USA TODAY recently published an article on middle and late-baby boomers, suggesting that what are considered the legendary events of the 1960's
are practically irrelevant to anyone born from the late 1950's on.
I was born in 1956, right smack in the middle of the baby boom era (which, according to the "experts", was from 1946 to 1963). While I do have memories
of the biggest events of the '60's, they exist as news stories only. I admit, for instance, that the JFK Assassination was an extended news story, not a
lengthy period of mourning. My first experience of the Beatles' music was from the Saturday morning TV cartoon show, which featured none of the actual
voices of the band's members. In fact, my best experiences of the decade were some of the TV shows I saw: The Flintstones, Bewitched, My Three Sons, I Dream of Jeannie, The Andy Griffith Show and Gomer Pyle USMC, just to name a few.
If you sense a pattern here, it's that television probably played a role in my memories of the biggest events of that decade; mainly from stories on the evening
news. I didn't hear about Woodstock until after the concert was over. My only possible exposure to "hippies" might have come during a vacation trip with my
family to California in 1968, when most of them probably were in the midst of a post-"Summer of Love" hangover.

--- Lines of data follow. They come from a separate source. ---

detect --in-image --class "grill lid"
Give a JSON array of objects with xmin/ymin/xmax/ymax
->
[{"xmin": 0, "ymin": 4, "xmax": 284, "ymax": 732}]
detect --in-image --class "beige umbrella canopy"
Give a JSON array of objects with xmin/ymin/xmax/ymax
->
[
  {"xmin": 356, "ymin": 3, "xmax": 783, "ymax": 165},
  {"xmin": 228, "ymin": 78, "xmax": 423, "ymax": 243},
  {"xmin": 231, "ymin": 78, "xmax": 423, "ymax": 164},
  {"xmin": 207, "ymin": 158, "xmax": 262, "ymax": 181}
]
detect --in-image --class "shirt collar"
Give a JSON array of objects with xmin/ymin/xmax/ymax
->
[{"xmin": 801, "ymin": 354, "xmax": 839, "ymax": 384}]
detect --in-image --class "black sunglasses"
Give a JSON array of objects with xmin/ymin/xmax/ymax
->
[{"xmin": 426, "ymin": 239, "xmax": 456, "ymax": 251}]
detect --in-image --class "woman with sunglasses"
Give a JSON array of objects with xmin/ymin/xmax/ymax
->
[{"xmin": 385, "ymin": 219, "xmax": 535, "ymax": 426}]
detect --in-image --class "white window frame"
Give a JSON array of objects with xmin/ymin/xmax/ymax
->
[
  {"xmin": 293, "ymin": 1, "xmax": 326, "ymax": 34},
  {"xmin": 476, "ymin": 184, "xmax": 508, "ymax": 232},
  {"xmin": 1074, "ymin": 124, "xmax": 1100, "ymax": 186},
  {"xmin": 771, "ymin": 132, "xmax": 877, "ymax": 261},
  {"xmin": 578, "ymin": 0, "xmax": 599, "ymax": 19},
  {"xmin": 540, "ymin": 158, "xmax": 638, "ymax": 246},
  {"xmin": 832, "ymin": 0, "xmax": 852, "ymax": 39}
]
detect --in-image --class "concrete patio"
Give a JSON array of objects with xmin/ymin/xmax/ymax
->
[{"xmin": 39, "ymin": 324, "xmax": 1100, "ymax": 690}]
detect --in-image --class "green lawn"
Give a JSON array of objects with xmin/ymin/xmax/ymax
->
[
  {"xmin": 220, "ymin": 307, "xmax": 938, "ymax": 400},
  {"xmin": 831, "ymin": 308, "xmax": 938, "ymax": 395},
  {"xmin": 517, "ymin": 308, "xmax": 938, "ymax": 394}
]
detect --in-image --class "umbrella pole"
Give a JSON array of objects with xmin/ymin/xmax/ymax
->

In fact, my best memories of that decade (at least when I was away from the TV set) were times spent with my family, and the trips we took. I admit that I
haven't traveled as much out of this part of the country as I did when I did when I was younger. My parents (actually, my dad, who was the sole breadwinner)
saved up to take those trips and didn't spend lavishly on the road, which made them financially possible.
Those might not involve a "tribal" rock concert, a mythical summer, or a national period of mourning. But, on a personal level, they're not bad experiences, either.